Don’t be afraid to let as many buyers as possible know what you have — otherwise they won’t know to call you when they need what you have. Keeping your production a secret does not give you a marketing advantage!
As I mentioned in a previous article, being aware of some details around grade and protein spreads can help you extract more value out of your grain.
Early in the growing season, the grain buying industry can only assume that if we have a normal year we will end up with (based on historical numbers) a normal amount of production, including a normal breakdown of different grain qualities.
Based on that, grain companies set their grade spreads at what we would call “traditional levels” at this time of the year as they wait to see the true harvest results. For example, a normal spread between a No. 1 down to No. 2 CWRS is -$0.15 per bushel, and from a No. 2 down to a No. 3 is -$0.40/bu.
If we have an exceptional harvest and the quality of the grain is above normal, you can expect that the spread between a No. 1 and a No. 2 and a No. 3 will narrow in, as there are ample stocks of high quality grain available to meet demand. Buyers won’t be willing to pay as much of a premium for high quality in an exceptional year.
In a year with more low quality grain, you can expect grade spreads to widen out between the higher and lower grades. The amount that the spreads change will depend on how much of the total crop falls into each grade and what buyers are looking for. Once the grain buyers understand the overall quality of the prairie crop, compared to the rest of the world, they decide what they will pay to buy our grain versus someone else’s. Then they will set grade spreads so they can buy the right amounts of different grades of grain to blend to meet buyers’ specifications, and still make a profit.
Protein spreads work the same as grade spreads — they are based on market demand for protein and what we can supply. If we have excess protein, the spreads will be narrow — buyers won’t pay a premium for something that is readily available. If protein is low, spreads for higher proteins will increase as buyers try to attract higher protein grain to blend to meet buyers’ specs.

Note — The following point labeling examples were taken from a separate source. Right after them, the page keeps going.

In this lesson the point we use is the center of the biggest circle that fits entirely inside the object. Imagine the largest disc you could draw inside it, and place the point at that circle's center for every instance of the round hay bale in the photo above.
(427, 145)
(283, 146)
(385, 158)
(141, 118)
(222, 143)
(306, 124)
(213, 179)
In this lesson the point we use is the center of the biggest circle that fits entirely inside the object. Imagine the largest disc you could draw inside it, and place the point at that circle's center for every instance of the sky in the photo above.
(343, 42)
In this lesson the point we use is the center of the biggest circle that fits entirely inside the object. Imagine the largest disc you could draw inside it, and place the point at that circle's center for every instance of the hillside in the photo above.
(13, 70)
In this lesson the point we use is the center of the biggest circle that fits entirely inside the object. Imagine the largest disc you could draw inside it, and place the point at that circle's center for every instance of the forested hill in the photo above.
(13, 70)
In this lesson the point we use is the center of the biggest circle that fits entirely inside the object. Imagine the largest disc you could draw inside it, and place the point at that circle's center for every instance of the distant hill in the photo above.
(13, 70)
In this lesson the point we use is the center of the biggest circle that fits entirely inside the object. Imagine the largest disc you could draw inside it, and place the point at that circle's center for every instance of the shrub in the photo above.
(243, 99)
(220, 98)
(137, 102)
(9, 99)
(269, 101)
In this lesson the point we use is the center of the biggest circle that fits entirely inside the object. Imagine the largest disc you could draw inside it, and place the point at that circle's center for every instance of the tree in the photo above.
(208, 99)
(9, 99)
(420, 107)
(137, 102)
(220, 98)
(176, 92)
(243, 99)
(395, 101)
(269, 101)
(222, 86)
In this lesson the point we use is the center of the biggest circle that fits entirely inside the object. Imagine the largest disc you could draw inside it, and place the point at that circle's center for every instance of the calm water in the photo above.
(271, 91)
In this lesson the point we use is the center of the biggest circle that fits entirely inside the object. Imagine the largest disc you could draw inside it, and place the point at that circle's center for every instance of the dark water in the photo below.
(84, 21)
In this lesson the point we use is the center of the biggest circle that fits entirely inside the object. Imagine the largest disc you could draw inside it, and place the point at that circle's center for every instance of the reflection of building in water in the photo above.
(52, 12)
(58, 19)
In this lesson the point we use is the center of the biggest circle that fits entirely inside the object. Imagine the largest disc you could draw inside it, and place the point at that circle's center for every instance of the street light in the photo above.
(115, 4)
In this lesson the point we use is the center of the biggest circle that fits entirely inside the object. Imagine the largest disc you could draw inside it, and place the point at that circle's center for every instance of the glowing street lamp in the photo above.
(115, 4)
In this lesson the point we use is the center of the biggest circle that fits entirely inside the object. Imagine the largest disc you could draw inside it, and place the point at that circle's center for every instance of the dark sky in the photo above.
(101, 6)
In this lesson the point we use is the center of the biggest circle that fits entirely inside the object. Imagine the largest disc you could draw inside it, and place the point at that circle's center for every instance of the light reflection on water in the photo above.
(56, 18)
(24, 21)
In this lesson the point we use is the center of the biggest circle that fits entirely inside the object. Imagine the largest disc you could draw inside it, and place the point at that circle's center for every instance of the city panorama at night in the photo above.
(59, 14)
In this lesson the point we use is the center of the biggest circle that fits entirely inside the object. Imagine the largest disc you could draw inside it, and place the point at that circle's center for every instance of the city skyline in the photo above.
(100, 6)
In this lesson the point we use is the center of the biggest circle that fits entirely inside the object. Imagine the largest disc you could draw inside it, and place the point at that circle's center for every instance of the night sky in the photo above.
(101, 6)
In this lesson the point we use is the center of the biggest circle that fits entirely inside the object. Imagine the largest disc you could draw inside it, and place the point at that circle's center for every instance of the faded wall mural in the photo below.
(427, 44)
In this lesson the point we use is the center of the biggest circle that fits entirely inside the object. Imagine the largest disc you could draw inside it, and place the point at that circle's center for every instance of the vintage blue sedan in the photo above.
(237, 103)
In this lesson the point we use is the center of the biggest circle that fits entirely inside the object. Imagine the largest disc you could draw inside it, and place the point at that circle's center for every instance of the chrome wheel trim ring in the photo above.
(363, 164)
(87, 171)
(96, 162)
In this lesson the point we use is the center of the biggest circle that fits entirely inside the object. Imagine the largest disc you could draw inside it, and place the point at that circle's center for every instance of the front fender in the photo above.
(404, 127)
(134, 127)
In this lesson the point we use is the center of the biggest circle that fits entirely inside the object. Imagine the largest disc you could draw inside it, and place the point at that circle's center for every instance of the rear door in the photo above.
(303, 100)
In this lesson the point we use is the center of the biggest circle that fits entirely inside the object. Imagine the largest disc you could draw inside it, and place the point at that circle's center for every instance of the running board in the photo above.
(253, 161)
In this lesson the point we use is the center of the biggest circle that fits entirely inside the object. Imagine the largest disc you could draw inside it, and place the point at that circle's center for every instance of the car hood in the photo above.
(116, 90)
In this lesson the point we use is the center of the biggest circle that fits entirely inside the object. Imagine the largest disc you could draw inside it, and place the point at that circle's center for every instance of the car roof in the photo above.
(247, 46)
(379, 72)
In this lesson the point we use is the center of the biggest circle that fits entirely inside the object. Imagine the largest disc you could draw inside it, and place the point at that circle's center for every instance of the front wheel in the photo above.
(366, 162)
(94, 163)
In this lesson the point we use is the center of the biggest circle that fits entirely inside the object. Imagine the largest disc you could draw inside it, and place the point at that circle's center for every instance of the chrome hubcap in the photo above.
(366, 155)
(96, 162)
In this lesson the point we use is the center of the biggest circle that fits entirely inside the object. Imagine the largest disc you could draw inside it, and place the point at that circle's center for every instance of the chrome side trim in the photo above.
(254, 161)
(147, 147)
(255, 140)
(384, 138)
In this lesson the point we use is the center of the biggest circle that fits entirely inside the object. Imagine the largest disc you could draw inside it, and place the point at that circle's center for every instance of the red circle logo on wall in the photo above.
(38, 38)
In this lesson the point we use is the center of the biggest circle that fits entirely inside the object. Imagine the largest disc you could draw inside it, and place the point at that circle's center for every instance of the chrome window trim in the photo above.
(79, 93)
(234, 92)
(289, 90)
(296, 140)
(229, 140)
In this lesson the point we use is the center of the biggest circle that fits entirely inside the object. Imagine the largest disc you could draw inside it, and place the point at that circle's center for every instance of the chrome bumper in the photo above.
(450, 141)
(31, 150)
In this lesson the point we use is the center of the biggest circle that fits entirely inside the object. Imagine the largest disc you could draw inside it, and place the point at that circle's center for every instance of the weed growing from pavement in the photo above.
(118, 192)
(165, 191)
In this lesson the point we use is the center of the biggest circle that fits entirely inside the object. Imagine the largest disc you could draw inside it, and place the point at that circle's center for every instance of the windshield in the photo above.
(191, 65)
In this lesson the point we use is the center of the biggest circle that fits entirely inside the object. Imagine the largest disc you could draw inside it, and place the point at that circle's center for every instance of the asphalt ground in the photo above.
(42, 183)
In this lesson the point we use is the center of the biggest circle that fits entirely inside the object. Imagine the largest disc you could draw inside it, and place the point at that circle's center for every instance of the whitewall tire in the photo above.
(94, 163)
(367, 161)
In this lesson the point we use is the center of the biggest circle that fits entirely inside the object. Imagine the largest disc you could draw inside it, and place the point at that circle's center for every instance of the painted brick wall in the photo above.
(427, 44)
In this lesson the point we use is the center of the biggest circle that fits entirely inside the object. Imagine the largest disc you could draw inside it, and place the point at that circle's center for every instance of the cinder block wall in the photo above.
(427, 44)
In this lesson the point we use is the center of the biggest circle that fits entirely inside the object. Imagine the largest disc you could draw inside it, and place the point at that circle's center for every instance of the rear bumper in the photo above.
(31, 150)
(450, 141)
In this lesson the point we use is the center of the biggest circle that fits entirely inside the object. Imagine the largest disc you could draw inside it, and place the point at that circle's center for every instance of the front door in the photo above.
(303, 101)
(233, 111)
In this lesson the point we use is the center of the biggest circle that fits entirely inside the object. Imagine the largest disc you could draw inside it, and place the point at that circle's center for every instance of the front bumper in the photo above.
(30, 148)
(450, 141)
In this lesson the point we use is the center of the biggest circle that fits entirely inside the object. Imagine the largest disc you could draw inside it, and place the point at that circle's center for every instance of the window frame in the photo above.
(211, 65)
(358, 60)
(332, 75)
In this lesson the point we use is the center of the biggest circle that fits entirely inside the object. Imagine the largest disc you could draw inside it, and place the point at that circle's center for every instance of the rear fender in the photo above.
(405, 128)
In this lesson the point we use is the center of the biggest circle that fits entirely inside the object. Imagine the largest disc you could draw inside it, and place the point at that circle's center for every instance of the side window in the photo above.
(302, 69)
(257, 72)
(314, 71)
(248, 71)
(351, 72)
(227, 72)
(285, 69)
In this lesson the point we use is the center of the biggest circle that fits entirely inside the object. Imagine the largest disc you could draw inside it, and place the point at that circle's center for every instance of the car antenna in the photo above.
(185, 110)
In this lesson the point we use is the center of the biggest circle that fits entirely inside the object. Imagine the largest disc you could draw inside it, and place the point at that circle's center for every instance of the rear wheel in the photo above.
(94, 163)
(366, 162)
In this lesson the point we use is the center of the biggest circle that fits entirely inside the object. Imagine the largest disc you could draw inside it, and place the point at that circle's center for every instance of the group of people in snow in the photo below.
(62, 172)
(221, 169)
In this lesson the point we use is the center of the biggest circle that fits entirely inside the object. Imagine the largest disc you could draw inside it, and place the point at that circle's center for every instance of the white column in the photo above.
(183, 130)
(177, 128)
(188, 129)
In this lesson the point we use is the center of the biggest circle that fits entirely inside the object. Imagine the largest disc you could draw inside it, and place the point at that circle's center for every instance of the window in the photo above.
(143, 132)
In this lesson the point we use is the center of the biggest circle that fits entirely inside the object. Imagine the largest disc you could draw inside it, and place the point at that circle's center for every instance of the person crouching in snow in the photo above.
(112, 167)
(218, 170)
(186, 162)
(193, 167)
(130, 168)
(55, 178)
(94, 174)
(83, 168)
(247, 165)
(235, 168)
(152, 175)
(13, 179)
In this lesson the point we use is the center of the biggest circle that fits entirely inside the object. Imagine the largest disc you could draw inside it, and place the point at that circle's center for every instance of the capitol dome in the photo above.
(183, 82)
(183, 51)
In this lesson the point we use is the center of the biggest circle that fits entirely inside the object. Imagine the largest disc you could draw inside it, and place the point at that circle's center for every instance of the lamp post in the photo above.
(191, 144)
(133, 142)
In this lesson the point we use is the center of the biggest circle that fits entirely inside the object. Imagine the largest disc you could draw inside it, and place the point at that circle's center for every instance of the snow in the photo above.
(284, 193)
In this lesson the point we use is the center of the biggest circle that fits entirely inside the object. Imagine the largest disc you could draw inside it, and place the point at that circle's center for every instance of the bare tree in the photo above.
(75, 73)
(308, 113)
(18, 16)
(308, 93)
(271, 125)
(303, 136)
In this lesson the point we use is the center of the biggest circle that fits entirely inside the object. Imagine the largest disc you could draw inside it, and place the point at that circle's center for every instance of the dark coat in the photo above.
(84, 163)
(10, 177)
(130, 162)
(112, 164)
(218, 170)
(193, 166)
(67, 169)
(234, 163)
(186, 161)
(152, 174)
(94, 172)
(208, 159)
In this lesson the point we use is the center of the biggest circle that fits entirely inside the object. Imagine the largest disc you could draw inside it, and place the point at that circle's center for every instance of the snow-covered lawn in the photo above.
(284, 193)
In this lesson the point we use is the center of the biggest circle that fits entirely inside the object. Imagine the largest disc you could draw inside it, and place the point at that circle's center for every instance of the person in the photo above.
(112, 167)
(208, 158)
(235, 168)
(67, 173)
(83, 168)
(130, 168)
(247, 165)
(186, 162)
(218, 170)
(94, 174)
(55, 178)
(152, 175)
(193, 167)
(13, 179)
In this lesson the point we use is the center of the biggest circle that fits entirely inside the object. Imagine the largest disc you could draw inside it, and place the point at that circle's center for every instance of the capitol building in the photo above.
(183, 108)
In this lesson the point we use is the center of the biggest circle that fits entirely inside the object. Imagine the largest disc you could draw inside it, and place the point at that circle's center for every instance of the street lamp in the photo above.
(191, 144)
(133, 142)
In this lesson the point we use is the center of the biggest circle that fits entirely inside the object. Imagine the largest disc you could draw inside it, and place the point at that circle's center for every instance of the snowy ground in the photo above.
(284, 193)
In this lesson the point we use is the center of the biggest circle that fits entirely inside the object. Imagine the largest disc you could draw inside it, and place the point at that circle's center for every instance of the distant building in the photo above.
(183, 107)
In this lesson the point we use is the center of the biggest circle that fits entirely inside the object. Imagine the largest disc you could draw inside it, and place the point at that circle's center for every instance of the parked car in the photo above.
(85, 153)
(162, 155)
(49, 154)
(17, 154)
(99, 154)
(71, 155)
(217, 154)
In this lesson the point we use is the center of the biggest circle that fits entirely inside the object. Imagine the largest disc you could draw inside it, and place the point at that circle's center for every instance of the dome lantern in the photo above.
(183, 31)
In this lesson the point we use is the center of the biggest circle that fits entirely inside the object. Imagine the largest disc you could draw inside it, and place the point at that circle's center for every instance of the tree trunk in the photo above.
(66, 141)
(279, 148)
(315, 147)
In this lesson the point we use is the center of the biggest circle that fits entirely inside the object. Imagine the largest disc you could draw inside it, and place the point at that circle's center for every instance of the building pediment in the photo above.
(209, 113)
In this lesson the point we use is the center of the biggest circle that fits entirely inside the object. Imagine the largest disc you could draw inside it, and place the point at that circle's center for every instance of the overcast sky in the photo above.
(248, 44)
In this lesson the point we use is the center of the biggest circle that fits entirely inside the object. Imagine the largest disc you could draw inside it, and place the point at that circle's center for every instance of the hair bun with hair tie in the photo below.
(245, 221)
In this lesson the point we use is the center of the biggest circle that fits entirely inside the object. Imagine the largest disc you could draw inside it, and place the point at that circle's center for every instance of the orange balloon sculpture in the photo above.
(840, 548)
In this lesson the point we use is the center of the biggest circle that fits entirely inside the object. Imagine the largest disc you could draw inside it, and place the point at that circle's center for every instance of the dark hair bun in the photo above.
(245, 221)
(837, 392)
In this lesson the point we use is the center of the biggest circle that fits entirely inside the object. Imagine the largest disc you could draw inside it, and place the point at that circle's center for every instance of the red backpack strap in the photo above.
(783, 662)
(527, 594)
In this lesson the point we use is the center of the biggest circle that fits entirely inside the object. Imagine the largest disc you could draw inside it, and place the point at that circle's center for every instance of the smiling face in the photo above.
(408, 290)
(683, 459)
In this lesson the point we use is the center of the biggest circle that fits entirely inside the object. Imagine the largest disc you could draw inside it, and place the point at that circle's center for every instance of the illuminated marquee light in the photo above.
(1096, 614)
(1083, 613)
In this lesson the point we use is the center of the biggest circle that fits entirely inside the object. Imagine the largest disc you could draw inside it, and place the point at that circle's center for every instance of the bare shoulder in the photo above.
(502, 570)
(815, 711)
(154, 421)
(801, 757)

One thing I have found over the past few years is that every grain company seems to use a different pricing scale for protein spreads. For example if you contracted a No. 1 CWRS, 13.5 per cent protein and end up delivering grain with a different protein content, one company may be paying two cents for each tenth per cent protein for levels above your contracted grade and deducting four cents per tenth for levels below your contracted grade. Another company may do two cents per tenth up or down from your contracted grade. It all depends on what they see as market and blending risk. There are no set prices for protein so the spreads will often vary between companies and can change daily or hourly.
So how can you use this knowledge? Contract what you grow.
If on average you end up harvesting No. 2 wheat more years than anything else, you should be contracting and pricing a No. 2 wheat instead of the standard contract grade of No. 1.
Under current contracting you would lock in a grade of No. 1, 13.5 per cent. If you deliver a No. 2, 12 per cent wheat, you’ll be discounted the grade and protein difference based on the spreads in effect the day you deliver.
If the harvest brings large amounts of No. 2 and No. 3 low protein wheat, grade and protein spreads will likely have widened out since spring. Let’s say the grade spread widens out for a No. 1 to a No. 2 to $0.25/bu. and the protein spread widens out to a five cents per tenth deduction for protein below contracted specs. In this scenario you will be getting paid less at delivery than you would have if you had originally contracted your grain as a CWRS No. 2, 12 per cent.
Locking in grade spreads can also be something to consider with canola to protect yourself from widening spreaders, especially when pre-pricing before harvest.
Little things can make a marketing difference and keep money in your pockets.